В книге рассказывается история главного героя, который сталкивается с различными проблемами и препятствиями на протяжении всего своего путешествия. По пути он встречает множество второстепенных персонажей, которые играют важные роли в истории. Благодаря опыту главного героя книга исследует такие темы, как любовь, потеря, надежда и стойкость. По мере того, как главный герой преодолевает свои трудности, он усваивает ценные уроки жизни и растет как личность.


Мессия

Основным спорным вопросом в познании истины бытия окружающего материального мира является вопрос о существовании Бога. Если Бог существует, то сотворение жизни на Земле Богом, описанное в Книге Моисея, должно иметь научное подтверждение, так как творение Бога по изменению материи могло происходить лишь по физическим законам, которые присущи материи, и которые Бог изменить не может. Материя существовала всегда, то есть, бесконечно долго в прошлом времени, а Бог развился в какое-то время из материи, возможно даже по теории Дарвина.


«Укоренение» Симоны В. Набросок предисловия к книге

Раздел «In memoriam» посвящен столетию со дня рождения классика французской литературы Альбера Камю (1913–1960). Говоря об истории его творческого наследия в России, переводчик и автор вступления ученый Борис Дубин пишет: «…как минимум два читательских поколения в „самой читающей стране мира“ были этого богатства лишены. Такой „прочерк“ не проходит бесследно для культуры…», и далее — о «зауженных горизонтах и обобранной судьбе самих этих поколений». Здесь же — набросок предисловия А. Камю к книге Симоны Вейль и фрагмент эссе «Первая улыбка мира» польского писателя Марека Заганчика (1967), где автор поминает путевые дневники Камю.


Десятого декабря

Американский прозаик Джордж Сондерс (1958).
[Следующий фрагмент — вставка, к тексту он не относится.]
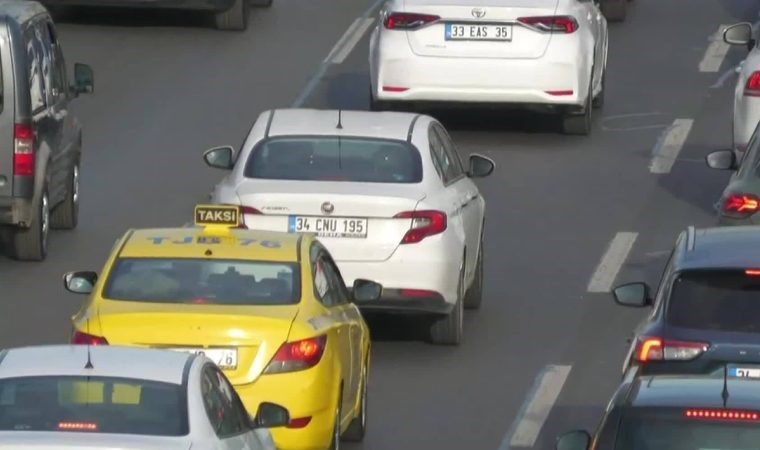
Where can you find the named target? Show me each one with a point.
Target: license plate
(349, 227)
(225, 358)
(478, 32)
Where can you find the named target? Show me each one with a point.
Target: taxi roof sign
(226, 216)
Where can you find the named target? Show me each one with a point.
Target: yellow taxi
(270, 308)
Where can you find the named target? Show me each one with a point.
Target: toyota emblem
(328, 208)
(478, 12)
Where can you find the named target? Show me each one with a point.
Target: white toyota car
(548, 55)
(385, 192)
(127, 398)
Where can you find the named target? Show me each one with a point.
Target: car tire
(30, 244)
(358, 426)
(65, 216)
(235, 18)
(614, 10)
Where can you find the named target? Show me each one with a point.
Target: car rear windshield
(330, 158)
(93, 404)
(212, 281)
(727, 300)
(670, 429)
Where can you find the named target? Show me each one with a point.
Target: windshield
(93, 404)
(213, 281)
(727, 300)
(650, 429)
(329, 158)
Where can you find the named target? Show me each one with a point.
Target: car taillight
(23, 150)
(297, 355)
(739, 205)
(424, 223)
(655, 349)
(87, 339)
(408, 21)
(552, 24)
(752, 88)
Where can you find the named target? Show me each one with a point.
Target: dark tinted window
(94, 404)
(213, 281)
(726, 300)
(331, 158)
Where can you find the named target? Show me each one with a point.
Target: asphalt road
(565, 215)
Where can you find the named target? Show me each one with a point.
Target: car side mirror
(219, 157)
(366, 290)
(574, 440)
(632, 294)
(80, 282)
(84, 79)
(480, 166)
(270, 415)
(722, 160)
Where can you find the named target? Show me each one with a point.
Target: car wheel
(235, 18)
(30, 244)
(66, 215)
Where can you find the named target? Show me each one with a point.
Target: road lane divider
(669, 146)
(612, 261)
(539, 402)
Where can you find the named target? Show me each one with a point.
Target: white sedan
(77, 396)
(548, 55)
(386, 193)
(747, 91)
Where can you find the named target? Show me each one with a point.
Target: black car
(658, 412)
(706, 310)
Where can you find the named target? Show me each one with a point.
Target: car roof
(721, 247)
(108, 361)
(195, 242)
(299, 121)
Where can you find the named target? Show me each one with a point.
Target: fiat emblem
(328, 208)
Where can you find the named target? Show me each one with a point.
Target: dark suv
(40, 140)
(706, 311)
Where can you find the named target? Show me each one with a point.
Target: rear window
(332, 158)
(650, 428)
(93, 404)
(225, 282)
(726, 300)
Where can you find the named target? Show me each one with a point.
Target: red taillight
(655, 349)
(87, 339)
(730, 414)
(297, 355)
(552, 24)
(23, 150)
(752, 88)
(424, 223)
(408, 21)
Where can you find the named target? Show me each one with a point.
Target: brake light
(424, 223)
(80, 338)
(408, 21)
(23, 150)
(551, 24)
(655, 349)
(297, 355)
(752, 88)
(730, 414)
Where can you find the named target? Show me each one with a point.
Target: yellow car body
(263, 336)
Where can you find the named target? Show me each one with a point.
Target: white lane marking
(612, 262)
(538, 404)
(667, 148)
(361, 28)
(715, 52)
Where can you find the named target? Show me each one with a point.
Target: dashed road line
(612, 261)
(535, 410)
(666, 151)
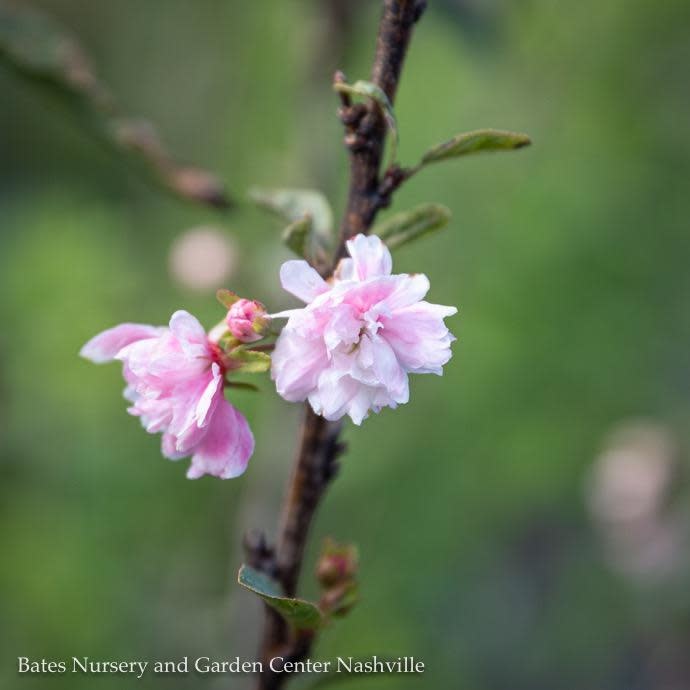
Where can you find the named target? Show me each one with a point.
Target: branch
(316, 460)
(366, 128)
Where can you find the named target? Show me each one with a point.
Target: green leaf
(226, 297)
(475, 142)
(367, 89)
(39, 50)
(297, 236)
(409, 225)
(249, 361)
(295, 204)
(301, 614)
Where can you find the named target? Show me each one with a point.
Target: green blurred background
(523, 522)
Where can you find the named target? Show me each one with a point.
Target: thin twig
(316, 459)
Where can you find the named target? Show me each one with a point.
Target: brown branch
(365, 126)
(316, 460)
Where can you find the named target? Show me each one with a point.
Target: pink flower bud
(247, 320)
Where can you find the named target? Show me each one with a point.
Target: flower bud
(247, 320)
(338, 563)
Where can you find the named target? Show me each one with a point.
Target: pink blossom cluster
(351, 348)
(349, 351)
(175, 381)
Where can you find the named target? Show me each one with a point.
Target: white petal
(301, 280)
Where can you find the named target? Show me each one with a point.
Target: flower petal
(189, 333)
(301, 280)
(227, 446)
(104, 346)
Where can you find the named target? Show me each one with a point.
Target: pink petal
(296, 364)
(370, 256)
(104, 346)
(227, 446)
(419, 337)
(301, 280)
(190, 333)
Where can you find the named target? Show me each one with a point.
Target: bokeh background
(523, 522)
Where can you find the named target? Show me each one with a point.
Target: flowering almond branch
(348, 351)
(319, 447)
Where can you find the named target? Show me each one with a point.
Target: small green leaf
(409, 225)
(368, 89)
(294, 204)
(226, 297)
(249, 361)
(475, 142)
(297, 236)
(301, 614)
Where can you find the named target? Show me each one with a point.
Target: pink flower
(351, 348)
(246, 320)
(175, 384)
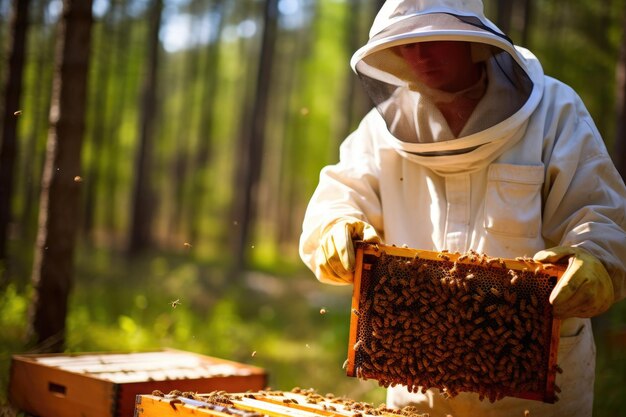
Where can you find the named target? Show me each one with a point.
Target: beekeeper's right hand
(335, 256)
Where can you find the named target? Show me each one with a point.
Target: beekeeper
(472, 147)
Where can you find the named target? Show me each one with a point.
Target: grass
(120, 306)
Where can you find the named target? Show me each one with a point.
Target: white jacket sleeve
(585, 197)
(346, 189)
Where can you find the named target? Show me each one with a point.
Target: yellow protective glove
(335, 256)
(585, 289)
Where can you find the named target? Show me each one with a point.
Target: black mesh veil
(413, 111)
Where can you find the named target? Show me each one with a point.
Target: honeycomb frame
(456, 322)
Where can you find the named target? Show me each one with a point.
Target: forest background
(203, 127)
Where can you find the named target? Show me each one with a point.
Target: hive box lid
(107, 383)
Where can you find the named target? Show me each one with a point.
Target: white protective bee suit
(528, 171)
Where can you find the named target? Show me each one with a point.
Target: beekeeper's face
(444, 65)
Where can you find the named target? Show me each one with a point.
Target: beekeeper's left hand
(585, 289)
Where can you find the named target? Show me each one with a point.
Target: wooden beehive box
(456, 322)
(106, 384)
(295, 403)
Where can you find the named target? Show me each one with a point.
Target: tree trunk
(60, 193)
(8, 140)
(32, 166)
(204, 153)
(620, 138)
(143, 195)
(252, 142)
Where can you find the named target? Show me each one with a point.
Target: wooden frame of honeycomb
(456, 322)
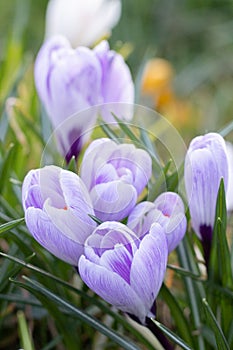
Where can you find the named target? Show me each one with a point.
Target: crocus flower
(115, 175)
(82, 22)
(56, 205)
(116, 85)
(123, 270)
(205, 164)
(229, 192)
(70, 81)
(167, 210)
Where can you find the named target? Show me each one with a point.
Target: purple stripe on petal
(149, 265)
(111, 287)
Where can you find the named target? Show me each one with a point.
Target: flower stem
(159, 335)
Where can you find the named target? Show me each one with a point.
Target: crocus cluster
(71, 81)
(123, 263)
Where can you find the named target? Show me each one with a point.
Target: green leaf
(213, 324)
(94, 218)
(184, 272)
(10, 225)
(84, 317)
(91, 300)
(220, 259)
(181, 323)
(192, 288)
(109, 132)
(177, 340)
(24, 334)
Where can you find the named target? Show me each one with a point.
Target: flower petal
(111, 287)
(51, 238)
(149, 265)
(118, 260)
(113, 200)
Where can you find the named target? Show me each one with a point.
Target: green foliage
(43, 303)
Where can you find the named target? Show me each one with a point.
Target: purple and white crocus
(71, 81)
(115, 175)
(167, 210)
(205, 165)
(56, 205)
(123, 270)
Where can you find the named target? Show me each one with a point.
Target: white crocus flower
(83, 22)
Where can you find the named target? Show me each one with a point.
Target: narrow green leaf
(109, 132)
(24, 333)
(184, 272)
(94, 218)
(127, 131)
(52, 344)
(91, 300)
(126, 344)
(226, 130)
(177, 340)
(220, 260)
(187, 259)
(10, 225)
(177, 314)
(213, 324)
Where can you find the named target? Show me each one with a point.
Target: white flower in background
(83, 22)
(229, 192)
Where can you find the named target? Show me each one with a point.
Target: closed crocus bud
(56, 205)
(68, 81)
(115, 175)
(205, 164)
(168, 211)
(123, 270)
(117, 85)
(82, 22)
(229, 192)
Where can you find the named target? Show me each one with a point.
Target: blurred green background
(195, 36)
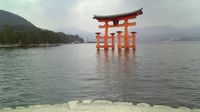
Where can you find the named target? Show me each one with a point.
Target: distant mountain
(16, 30)
(7, 18)
(150, 33)
(168, 33)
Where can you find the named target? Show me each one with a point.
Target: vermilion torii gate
(115, 19)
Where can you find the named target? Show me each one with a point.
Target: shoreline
(28, 45)
(98, 106)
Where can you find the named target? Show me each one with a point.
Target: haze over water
(157, 73)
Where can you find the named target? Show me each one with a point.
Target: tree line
(26, 35)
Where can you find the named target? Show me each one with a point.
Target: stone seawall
(99, 106)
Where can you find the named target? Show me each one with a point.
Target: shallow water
(157, 73)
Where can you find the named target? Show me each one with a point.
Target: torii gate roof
(129, 15)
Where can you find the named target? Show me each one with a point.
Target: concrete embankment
(99, 106)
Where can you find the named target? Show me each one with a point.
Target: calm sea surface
(157, 73)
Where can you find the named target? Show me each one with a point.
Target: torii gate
(115, 19)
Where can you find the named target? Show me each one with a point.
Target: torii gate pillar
(115, 20)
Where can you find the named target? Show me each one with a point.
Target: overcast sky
(55, 14)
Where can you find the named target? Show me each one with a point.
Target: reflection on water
(155, 74)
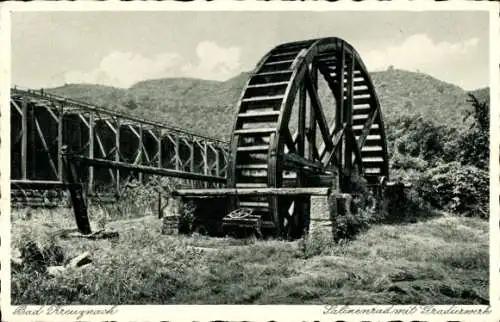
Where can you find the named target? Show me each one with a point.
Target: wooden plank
(24, 140)
(90, 186)
(45, 147)
(289, 141)
(307, 191)
(319, 114)
(301, 161)
(147, 169)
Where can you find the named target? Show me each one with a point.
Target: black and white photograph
(335, 158)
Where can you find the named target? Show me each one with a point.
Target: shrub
(462, 189)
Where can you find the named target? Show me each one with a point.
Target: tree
(475, 142)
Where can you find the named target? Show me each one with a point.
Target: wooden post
(160, 154)
(191, 156)
(348, 123)
(140, 147)
(24, 140)
(312, 116)
(339, 113)
(77, 193)
(117, 155)
(91, 151)
(205, 158)
(177, 157)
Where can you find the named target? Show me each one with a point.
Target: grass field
(441, 260)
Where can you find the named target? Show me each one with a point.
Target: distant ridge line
(93, 107)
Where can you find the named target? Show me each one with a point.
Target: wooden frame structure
(288, 134)
(41, 124)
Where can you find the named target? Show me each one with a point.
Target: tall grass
(441, 261)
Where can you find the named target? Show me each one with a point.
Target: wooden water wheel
(307, 117)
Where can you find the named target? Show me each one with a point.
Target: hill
(208, 107)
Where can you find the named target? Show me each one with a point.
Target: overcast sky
(122, 48)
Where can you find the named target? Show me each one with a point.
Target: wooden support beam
(24, 139)
(117, 155)
(339, 111)
(90, 186)
(205, 158)
(366, 128)
(46, 147)
(293, 160)
(289, 141)
(252, 192)
(147, 169)
(318, 111)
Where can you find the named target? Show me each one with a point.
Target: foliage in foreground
(448, 167)
(441, 261)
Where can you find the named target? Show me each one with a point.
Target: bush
(461, 189)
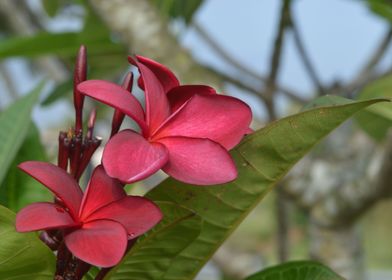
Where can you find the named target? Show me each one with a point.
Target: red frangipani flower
(185, 130)
(97, 224)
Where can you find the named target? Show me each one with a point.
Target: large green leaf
(14, 125)
(18, 189)
(153, 253)
(297, 270)
(378, 119)
(262, 159)
(22, 255)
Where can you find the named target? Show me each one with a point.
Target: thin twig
(270, 87)
(20, 22)
(305, 57)
(269, 92)
(239, 66)
(367, 72)
(9, 83)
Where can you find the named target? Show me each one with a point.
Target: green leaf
(61, 90)
(51, 7)
(150, 257)
(178, 8)
(262, 159)
(297, 270)
(378, 119)
(382, 8)
(14, 125)
(22, 255)
(64, 44)
(18, 189)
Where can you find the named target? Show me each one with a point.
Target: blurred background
(275, 55)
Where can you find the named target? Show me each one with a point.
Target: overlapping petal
(43, 215)
(129, 157)
(166, 77)
(181, 94)
(157, 105)
(58, 181)
(101, 191)
(198, 161)
(223, 119)
(115, 96)
(136, 214)
(101, 243)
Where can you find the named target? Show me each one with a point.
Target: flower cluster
(96, 224)
(185, 130)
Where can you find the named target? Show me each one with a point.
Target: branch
(8, 82)
(305, 58)
(18, 20)
(269, 91)
(140, 26)
(367, 74)
(236, 64)
(270, 87)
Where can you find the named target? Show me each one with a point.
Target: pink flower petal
(129, 157)
(115, 96)
(223, 119)
(58, 181)
(136, 214)
(43, 215)
(179, 95)
(198, 161)
(100, 243)
(166, 77)
(100, 191)
(157, 105)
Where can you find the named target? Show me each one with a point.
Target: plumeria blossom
(186, 130)
(97, 224)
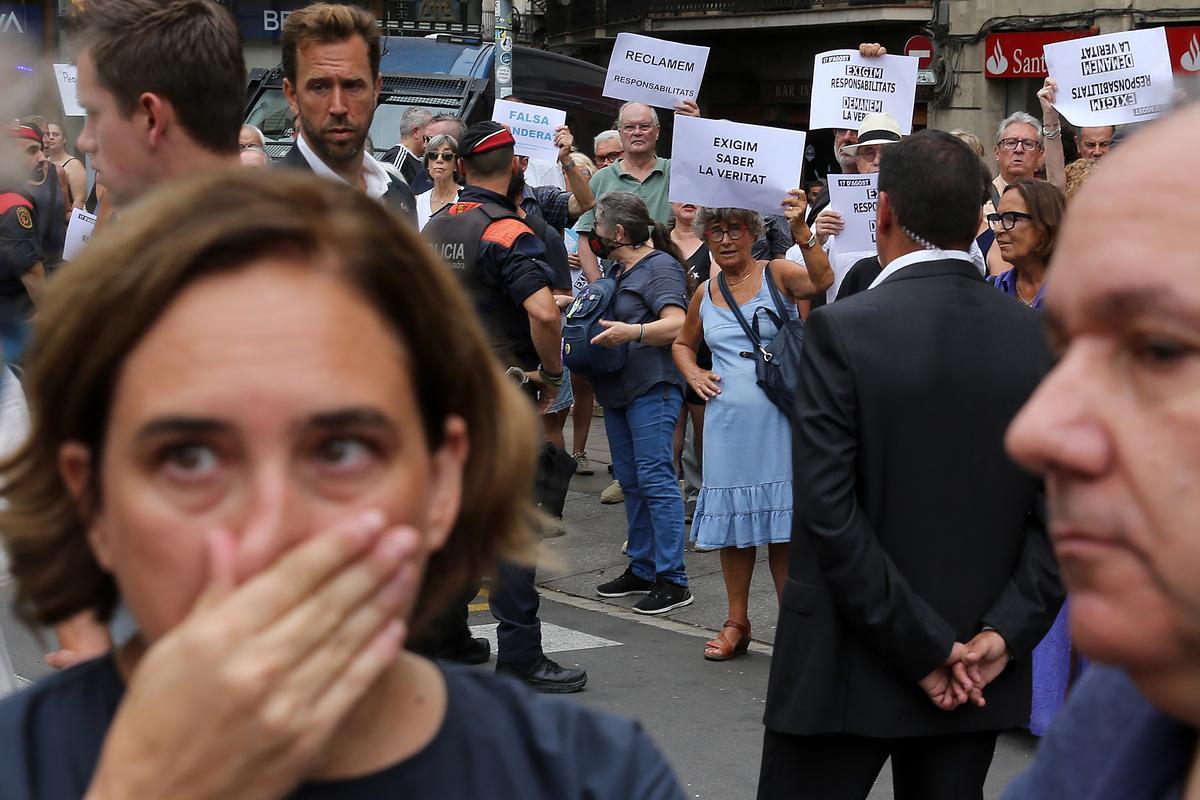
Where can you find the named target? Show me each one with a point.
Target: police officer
(22, 271)
(503, 264)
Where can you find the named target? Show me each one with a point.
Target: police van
(449, 74)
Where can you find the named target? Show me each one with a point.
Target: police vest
(456, 233)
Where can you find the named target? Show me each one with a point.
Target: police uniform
(502, 263)
(19, 252)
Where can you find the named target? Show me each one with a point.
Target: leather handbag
(778, 364)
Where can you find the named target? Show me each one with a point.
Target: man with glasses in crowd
(1093, 143)
(640, 170)
(607, 148)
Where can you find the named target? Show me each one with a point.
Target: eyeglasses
(1026, 144)
(717, 234)
(1007, 220)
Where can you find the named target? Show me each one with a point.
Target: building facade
(989, 53)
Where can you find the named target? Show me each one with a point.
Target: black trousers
(844, 768)
(514, 602)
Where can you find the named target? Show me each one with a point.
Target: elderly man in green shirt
(641, 170)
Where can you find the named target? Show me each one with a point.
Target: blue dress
(747, 497)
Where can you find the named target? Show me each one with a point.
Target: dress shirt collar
(375, 176)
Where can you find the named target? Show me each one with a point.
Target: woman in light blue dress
(747, 495)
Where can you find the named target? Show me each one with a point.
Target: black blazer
(912, 527)
(411, 167)
(399, 196)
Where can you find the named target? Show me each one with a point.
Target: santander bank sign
(1020, 55)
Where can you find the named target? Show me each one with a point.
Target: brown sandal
(721, 643)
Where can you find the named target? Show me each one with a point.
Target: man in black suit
(331, 83)
(921, 577)
(407, 155)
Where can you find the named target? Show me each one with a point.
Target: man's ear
(159, 115)
(289, 94)
(78, 474)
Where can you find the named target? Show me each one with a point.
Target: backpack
(593, 304)
(777, 365)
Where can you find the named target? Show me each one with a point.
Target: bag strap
(737, 312)
(774, 294)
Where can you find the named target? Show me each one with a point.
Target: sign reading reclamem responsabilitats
(731, 164)
(651, 71)
(532, 126)
(1113, 79)
(847, 86)
(856, 198)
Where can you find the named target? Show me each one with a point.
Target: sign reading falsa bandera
(847, 86)
(532, 126)
(655, 72)
(731, 164)
(1113, 79)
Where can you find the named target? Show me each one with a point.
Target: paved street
(705, 716)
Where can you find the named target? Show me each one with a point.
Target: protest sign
(65, 73)
(1113, 79)
(79, 230)
(847, 86)
(654, 72)
(532, 126)
(731, 164)
(856, 198)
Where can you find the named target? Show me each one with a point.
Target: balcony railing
(582, 16)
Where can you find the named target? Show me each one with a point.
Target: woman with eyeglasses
(1026, 226)
(441, 152)
(745, 500)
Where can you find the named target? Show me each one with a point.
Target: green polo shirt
(653, 191)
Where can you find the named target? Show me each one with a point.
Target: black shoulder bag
(777, 365)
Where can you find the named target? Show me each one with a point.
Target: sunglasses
(1007, 220)
(717, 234)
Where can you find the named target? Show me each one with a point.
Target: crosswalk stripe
(555, 638)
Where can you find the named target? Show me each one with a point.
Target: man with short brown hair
(331, 82)
(162, 82)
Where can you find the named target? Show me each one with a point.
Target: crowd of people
(253, 355)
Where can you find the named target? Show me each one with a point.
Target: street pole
(503, 48)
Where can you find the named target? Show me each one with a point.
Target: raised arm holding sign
(1113, 79)
(847, 86)
(653, 71)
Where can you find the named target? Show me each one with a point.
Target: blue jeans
(640, 440)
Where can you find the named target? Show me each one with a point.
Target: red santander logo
(1021, 55)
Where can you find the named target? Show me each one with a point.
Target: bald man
(1115, 429)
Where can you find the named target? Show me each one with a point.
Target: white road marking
(555, 638)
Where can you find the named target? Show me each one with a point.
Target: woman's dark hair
(1047, 205)
(935, 185)
(102, 305)
(629, 211)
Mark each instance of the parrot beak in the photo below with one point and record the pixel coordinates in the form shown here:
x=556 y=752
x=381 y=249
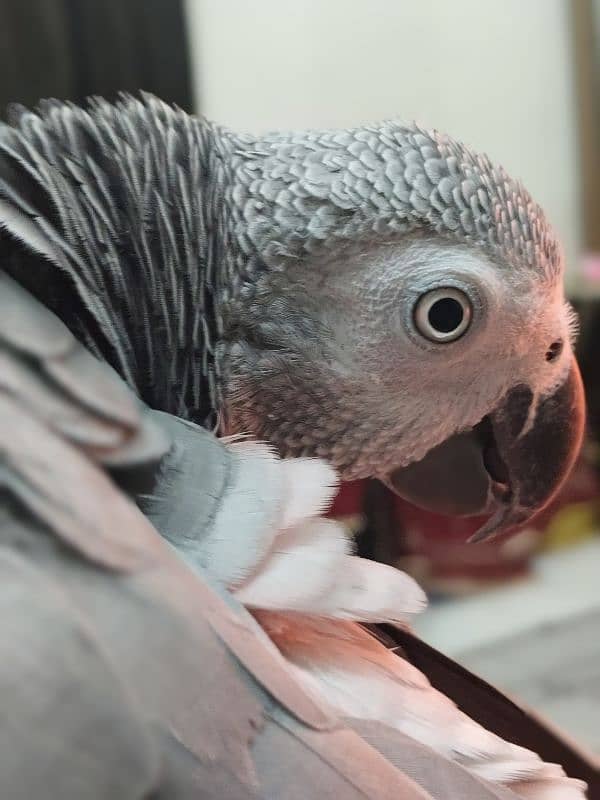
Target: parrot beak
x=509 y=466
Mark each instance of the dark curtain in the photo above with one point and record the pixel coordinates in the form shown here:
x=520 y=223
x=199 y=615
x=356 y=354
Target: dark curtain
x=71 y=49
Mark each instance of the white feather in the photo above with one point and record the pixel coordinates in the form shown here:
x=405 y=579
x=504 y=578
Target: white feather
x=310 y=569
x=362 y=679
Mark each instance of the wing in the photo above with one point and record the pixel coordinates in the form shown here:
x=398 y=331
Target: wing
x=126 y=674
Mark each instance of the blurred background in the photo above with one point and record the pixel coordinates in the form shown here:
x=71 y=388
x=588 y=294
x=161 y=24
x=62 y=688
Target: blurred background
x=518 y=80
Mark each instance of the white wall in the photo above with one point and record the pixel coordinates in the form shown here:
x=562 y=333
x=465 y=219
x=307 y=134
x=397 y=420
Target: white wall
x=497 y=75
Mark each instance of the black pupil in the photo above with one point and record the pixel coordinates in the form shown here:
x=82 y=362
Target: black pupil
x=445 y=315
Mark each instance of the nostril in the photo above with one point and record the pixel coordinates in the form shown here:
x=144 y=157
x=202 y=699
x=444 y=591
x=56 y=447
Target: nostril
x=554 y=351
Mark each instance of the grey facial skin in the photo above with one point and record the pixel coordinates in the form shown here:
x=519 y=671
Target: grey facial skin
x=289 y=286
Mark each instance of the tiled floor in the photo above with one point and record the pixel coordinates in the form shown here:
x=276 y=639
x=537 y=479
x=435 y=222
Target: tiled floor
x=538 y=641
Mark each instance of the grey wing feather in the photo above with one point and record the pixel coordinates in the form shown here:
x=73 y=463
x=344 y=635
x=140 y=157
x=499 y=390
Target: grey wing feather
x=439 y=776
x=109 y=630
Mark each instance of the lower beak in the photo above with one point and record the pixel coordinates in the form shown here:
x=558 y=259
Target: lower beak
x=510 y=466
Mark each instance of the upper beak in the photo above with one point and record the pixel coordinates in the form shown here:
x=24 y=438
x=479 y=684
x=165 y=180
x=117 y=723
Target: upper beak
x=510 y=466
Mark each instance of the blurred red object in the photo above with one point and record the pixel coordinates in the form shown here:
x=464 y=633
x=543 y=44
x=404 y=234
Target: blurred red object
x=434 y=548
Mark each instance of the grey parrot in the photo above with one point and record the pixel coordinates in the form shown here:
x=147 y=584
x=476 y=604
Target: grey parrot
x=378 y=302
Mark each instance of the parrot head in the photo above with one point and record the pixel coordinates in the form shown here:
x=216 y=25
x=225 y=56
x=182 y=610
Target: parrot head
x=401 y=315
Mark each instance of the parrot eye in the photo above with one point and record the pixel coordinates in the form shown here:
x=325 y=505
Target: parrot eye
x=443 y=315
Рассказ «Десятого декабря». Мальчик со странностями наверняка погибнет в пустом зимнем лесопарке. На его счастье в том же месте и в то же время оказывается смертельно больной мужчина, собравшийся свести счеты с жизнью.


Африканские игры

Номер открывается повестью классика немецкой литературы ХХ столетия Эрнста Юнгера (1895–1998) «Африканские игры». Перевод Евгения Воропаева. Обыкновенная история: под воздействием книг мечтательный юноша бежит из родных мест за тридевять земель на поиски подлинной жизни. В данном случае, из Германии в Марсель, где вербуется в Иностранный легион, укомплектованный, как оказалось, форменным сбродом. Новобранцы-наемники плывут в Африку, куда, собственно, герой повести и стремился. Продолжение следует.


«Тоскливый голос взывает беззвучно»

Жан Фоллен (1903–1971) практически неизвестен в России. Нельзя сказать, что и во Франции у него широкая слава. Во французской литературе XX века, обильной громкими именами, вообще трудно выделиться. Но дело еще в том, что поэзия Фоллена (и его поэтическая проза) будто неуловима, ускользает от каких-либо трактовок и филологического инструментария, сам же он избегал комментировать собственные сочинения. Однако тихое, при этом настойчивое, и с годами, пожалуй, все более заметное, присутствие Фоллена во французской культуре никогда не позволяло отнести его к писателям второстепенным.